Information technology may be widening this gulf, says Wilson. "If land was the source of wealth during the agricultural revolution, and company shares in the industrial period, what will it be in the information age? Access to information and the capacity to filter, manipulate, use and apply that information."
Wilson suggests steps that can be taken to address the imbalance within national societies such as the creation of "telecentres" and public sector kiosks; encouraging private sector provision of public information technology access services; and education - "especially the children of the poor and disadvantaged. Wire libraries, schools and community centres through cross-media subsidies."
Betty Turock, a professor at the School of Communication, Information and Library Studies at Rutgers University, New Jersey, says governments must work together. "It's a matter of establishing new global rules of the road in a world of electronic information: the old rules have become obsolete," she says.
"When more information is being supplied electronically, those who do not have access will not have the benefit of information on jobs, education and government as those who do." She cites the US government's policy of subsidising telecommunications access for public libraries as a model. One ambitious project to tap private sector resources to boost equal access in cyberspace is the "global park" concept, currently being developed by Harvard's Berkman Center for Internet and Society (cyber.law.harvard.edu/).

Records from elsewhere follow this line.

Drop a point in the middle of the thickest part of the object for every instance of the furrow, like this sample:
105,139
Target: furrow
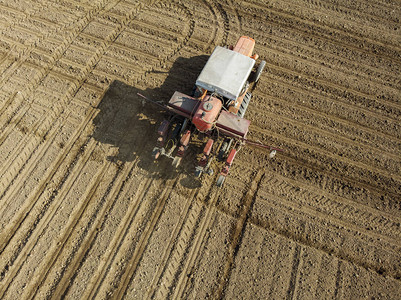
144,239
329,33
177,231
7,235
330,123
58,244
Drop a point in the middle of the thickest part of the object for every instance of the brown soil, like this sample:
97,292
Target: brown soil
86,213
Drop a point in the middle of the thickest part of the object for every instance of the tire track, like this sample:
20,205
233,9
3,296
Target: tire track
118,240
320,60
90,66
360,99
178,229
297,260
318,157
49,260
29,166
282,268
326,32
16,222
353,27
343,111
355,12
144,239
188,238
24,54
317,116
278,202
361,216
68,274
363,260
16,260
238,234
345,148
22,108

Charles Nesson, the centre's director, says global parks are zones on the Web where public works and commerce are self-reinforcing. "The best way to prevent a government organisation from regulating the Web, and thereby controlling its commercial potential, is for businesses to demonstrate they can regulate themselves," he says.
The Berkman Center's own Web site is a global park model, offering free online courses on Internet law.
Some experts do not acknowledge there are problems with accessibility. Tony Rutkowski, director of Internet consultancy NGI Associates and a founder of the Internet Society, is bullish about the Net's power to solve its problems, and maintains it can help reduce inequalities.
"Open connectivity, access to the most recent information and software on the same basis as everyone else, and ultra-low costs have made the Internet a boon for the developing world," says Rutkowski.
In contrast, Zar Ni, co-ordinator of the Free Burma Coalition, a human rights campaign being fought on the Internet, believes global inequalities are built into the system.
"The merging Internet-based inequalities are deeply rooted in the political and economic order of the present world, and a handful of nations consistently dominate," says Zar Ni. "Long-term solutions are almost non-existent. Rarely does anyone in power talk about a more equal and more just human global order."